Their captain thinks differently.
"People are talking about Welsh rugby as if it has completely gone down to the pan (but) it is easily recoverable,'' Sam Warburton said on Wednesday, speaking at the official launch of the northern-hemisphere competition.
"You don't become a bad side overnight, just like you don't become a good one."
"People are talking about Welsh rugby as if it has completely gone down to the pan (but) it is easily recoverable"
Wales captain Sam Warburton
Statistics can be misleading. True, Wales hasn't won a test since capturing a third Grand Slam in eight years in the Six Nations last March, and losing four home games in a row in the autumn internationals - one of them against Samoa - left the team at a low ebb and out of the world's top eight.
However, four of those seven defeats came against Australia with a combined losing margin of 13 points and the Welsh were more than a match for world champion New Zealand for 50 minutes of the 33-10 loss in November.
England and France may be seen as the stand-out teams going into the latest installment of the Six Nations but Wales has a habit of saving their best for the tournament.
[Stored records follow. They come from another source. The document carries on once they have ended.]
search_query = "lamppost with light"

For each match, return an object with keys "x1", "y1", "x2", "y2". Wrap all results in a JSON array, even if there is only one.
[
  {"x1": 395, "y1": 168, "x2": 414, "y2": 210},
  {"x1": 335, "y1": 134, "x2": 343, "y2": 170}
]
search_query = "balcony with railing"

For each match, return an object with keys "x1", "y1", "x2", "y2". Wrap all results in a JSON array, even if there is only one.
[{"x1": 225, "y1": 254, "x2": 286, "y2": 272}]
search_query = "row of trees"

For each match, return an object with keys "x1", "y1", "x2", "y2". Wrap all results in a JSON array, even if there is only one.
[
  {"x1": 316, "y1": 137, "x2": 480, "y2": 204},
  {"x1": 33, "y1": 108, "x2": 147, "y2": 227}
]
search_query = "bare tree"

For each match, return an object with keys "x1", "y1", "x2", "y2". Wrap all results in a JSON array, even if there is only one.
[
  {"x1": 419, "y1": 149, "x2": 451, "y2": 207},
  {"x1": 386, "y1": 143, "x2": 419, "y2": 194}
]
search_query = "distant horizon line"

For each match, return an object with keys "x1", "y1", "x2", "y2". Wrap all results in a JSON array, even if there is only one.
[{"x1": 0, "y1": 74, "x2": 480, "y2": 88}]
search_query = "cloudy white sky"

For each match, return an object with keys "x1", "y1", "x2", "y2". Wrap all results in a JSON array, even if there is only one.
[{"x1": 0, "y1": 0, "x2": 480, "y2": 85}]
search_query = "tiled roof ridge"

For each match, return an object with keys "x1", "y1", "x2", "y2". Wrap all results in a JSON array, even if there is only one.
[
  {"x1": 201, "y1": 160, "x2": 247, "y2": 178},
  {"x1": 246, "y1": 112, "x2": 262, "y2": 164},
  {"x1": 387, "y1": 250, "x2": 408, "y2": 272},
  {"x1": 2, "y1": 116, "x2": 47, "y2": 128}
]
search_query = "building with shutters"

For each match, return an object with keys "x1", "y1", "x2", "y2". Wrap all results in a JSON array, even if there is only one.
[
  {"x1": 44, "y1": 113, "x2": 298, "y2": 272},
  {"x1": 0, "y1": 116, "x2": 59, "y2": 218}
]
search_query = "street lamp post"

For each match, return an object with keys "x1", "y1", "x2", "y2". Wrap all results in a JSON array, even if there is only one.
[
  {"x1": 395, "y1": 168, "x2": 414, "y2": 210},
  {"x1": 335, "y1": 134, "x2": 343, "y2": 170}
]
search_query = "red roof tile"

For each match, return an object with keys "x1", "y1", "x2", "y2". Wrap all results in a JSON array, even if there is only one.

"If you look at the last few years, they have probably been the most successful team in this tournament and throughout that period their autumn results haven't been great," interim Scotland coach Scott Johnson said.
"So I wouldn't read too much into it. They have an amazing ability to peak when they need to. They have quality players. If they get their best players on the pitch they are a very good side."
That, though, has been the problem for the Welsh in recent matches.
A raft of leading players were missing in the autumn and the list of absentees carries over into 2013, with locks Bradley Davies, Luke Charteris and Alun-Wyn Jones potentially missing the entire Six Nations and a potential second-row combination of Ian Evans and Ryan Jones also carrying injuries.
Flanker Dan Lydiate - the player of the 2012 Six Nations - is battling to be fit for the end of the tournament.
With Warren Gatland on British and Irish Lions duty until the tour of Australia starting June, backs coach Rob Howley has taken over again as interim coach for the Six Nations and will have full control over selection.
"He (Gatland) won't be involved," Howley said.
"There has to be clarity in terms of the Lions. Warren is on Lions duty. He is coming to watch Wales against Ireland as head coach of the British and Irish Lions."
Warburton has been talked up as a potential Lions captain for the Australia tour and leading his country to a successful Six Nations defence will do his chances no harm.
"Players know, if they are being honest, that the Six Nations is going to be a shop window for the Lions," Warburton said.
"But from a Welsh perspective we've had seven games when the results haven't gone our way, and everyone's focus is to make sure we get back to winning ways."
Wales' first game of the Six Nations is at home to Ireland on February 2.